He watched her face with eagerness. ‘Aye, it'll be labour-saving; and I reckon just enough for one woman to manage – with a bit of help for the heavy work, y'know.'

Sarah did not meet his eyes. ‘You've got somebody in mind to look after it all for you, then?'

He gazed steadily at her. ‘I think so, Sarah,' he said quietly. ‘I'm thinking of getting married again. I know just the lass. She needs somebody to look after her.'

‘Well, don't you think you should talk it over with her before you get it all settled? Especially the kitchen. Every woman has her ideas about kitchens.'

‘Well, Sarah,' he said, ‘let's have your ideas, then.'

‘My ideas?'

‘Whose ideas do you think they should be?'

She turned away from him, hiding her face and walking to the window which looked out on to the unkempt stretch of orchard.

‘You know – you don't owe me anything, Morgan.'

‘But look, Sarah –'

‘He isn't yours, y'know.'

He was baffled now. He looked back at her with puzzlement in his eyes. ‘I don't understand.'

‘John, I mean,' Sarah said. She stood quite still, looking out of the window, both hands clasping her bag. ‘He's not your boy, Morgan.'

‘I... I don't understand, Sarah,' he said again. ‘The letter…'

‘Oh, that was true enough.' She turned and walked aimlessly across the gritty floorboards, not looking at him. He watched her, his eyes never leaving her as she said, ‘It never came to anything. I was mistaken. John is Mark's boy, Morgan, not yours.' She looked at him now, watching for his reaction as he lifted his hands in a gesture of helplessness.

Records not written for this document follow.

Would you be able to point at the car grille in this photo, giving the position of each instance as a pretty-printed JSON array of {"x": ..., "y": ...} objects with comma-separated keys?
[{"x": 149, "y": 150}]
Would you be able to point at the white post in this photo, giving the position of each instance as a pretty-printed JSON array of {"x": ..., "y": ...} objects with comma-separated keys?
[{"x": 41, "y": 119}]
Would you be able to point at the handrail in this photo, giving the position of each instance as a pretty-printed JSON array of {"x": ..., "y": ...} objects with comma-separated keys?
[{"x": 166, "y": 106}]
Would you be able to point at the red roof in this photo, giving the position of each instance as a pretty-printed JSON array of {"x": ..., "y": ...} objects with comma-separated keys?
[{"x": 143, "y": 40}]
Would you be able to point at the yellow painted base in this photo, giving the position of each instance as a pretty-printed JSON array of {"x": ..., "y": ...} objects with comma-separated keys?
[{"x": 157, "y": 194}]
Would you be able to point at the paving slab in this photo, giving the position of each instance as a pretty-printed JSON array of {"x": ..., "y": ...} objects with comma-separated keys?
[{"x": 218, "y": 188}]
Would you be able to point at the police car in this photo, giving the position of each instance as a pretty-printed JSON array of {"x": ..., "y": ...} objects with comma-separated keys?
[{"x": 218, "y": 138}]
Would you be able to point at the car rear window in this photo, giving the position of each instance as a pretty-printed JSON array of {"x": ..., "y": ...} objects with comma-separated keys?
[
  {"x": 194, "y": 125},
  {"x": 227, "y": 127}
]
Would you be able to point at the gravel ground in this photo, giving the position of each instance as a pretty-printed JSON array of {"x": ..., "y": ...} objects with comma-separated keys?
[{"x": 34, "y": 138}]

‘I don't know what to think now, Sarah. For a week I've believed I had a son.' He smiled wanly. ‘It wasn't a bad feeling.'

‘And what about Mark? You married him just the same.

‘I was panic-stricken,' Sarah said. She gazed past his shoulder with the look of one who sees not great distances but over the long passage of years. ‘I didn't know which way to turn. I thought you'd let me down. I told Mark. He'd always wanted me.'

Morgan nodded. ‘I know.'

‘And he still wanted me after I'd told him. I was afraid and lost. I didn't know what to do. Mark seemed the only way out.'

‘But you found you were mistaken?'

‘Yes, soon enough. But I couldn't give Mark up then, not after he'd stood by me. So we were married. I didn't love him – not the way I'd loved you – but I respected him. He was such a good man, such a kind and gentle man that I couldn't help but come to love him in time. We had a good life together: a good marriage. And we had John.'

‘And all these years you've been thinking that I'd let you down?' Morgan said.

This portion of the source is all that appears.